Thanks Connie for your words, your spirit, your encouragement. You are inspiring ... breathing life into these new and old artists soul. That is a beautiful work.

TheAmpleGoddess said...

I will still avoid the word 'artist'.. I prefer to call myself a creative. I create all sorts of things, but is what I do considered art? Then you get into the discussion of "what is art". One's man trash is another man's treasure. There's too much attached to the word.

Joanna Paterson said...

I love the way you've put this.

Your words remind of this quote from E M Forster,

"Only connect! That was the whole of her sermon.

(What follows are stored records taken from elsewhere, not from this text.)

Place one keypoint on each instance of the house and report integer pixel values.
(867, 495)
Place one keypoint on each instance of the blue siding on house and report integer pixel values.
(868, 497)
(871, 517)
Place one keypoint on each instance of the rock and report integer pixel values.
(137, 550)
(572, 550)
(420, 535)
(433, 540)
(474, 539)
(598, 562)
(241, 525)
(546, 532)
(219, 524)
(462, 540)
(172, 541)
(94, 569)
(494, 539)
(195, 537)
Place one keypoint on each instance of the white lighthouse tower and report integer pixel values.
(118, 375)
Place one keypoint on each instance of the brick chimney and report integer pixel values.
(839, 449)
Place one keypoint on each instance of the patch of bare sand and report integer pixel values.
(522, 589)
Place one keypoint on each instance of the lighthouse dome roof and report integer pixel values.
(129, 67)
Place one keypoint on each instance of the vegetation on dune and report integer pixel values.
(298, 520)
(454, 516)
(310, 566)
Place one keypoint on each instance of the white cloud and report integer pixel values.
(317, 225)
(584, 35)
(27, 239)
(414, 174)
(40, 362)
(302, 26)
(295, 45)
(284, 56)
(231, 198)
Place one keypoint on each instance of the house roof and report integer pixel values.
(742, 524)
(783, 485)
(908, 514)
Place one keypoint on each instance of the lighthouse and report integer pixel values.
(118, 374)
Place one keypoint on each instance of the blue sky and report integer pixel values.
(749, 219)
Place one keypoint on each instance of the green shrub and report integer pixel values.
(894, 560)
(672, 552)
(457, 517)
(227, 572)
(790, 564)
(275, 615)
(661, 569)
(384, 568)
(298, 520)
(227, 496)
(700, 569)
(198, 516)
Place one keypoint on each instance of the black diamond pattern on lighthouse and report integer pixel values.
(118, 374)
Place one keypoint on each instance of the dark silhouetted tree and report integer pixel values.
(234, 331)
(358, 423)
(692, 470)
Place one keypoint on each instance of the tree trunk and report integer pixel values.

Only connect the prose and the passion, and both will be exalted, and human love will be seen at its height. Live in fragments no longer"

What could we all do if we pursued the connections rather than worrying about the labels? :-)

Tracie said...

Hallelujah! I saw a similar discussion on another blog recently and opted not to comment - it was her opinion, to which she was absolutely entitled.

I knew I could never agree with anything she had said. I honestly tried to open my mind to her point, but failed miserably. I doubt either of us would have convinced the other.

I am so very glad I hold the same opinion as you, my dear Connie. Yes "what connects us as Artists instead of what divides or even defines us." Swoon. Well done.

Fugzilla said...

Beautiful post. I think, personally, that everyone is an artist. I see my children as they draw on the walls, tables, color in their coloring books, or filling hundreds of my typing paper pages with their colored markings, and I know they are artists. Maybe some artists are considered better artists than others, but we are still all artists. It isn't about being a rich or successful artists, but its about the feeling we get as we create art. Its also about the feeling others get when they see our art. I know when my kids draw me something, it really makes my day. I can look back at art they created several years back, and it still makes my heart happy. Everyone is an artist.

Sharon said...

Great post, Connie, and I couldn't agree with you more! :)

Yvonne said...

THANKS!

Laura Zato Art & Photography said...

This is great post! Thanks! Just what I needed to hear today

Beverley said...

Thank you Connie for such an excellent blog post.

linda said...

Following the posts on this discussion and love what you have written. I think it is very inspiring and ultimately... it all depends on how one defines the word/label "Artist". I suppose we all have to realize it can mean different things for different people...so we simply need to do whatever works for us... proclaim being an Artist or not...whatever...but don't stop doing what you want to do most of all!

Sharon Field / Created By You said...

I've just discovered your blog, and looking through the old posts when I came across this one. I love teaching too... and creating.. each day is a new discovery, and I find I am my own worst critic. What you've stated about being an artist resounds from within... and I cannot agree with you more! I learn so much from my students, from children, and from just allowing myself creative opportunities and exploring the possibles. LOVE your insight! Thanks for sharing!

Marvin Piqué said...

Great! I just found this website and will read some more later. I love all kinds of artists and artistic brains. Life would be so boring without them. Thank you all for being creative and creating art!

fani said...

Thank you...Thank you so much for this post.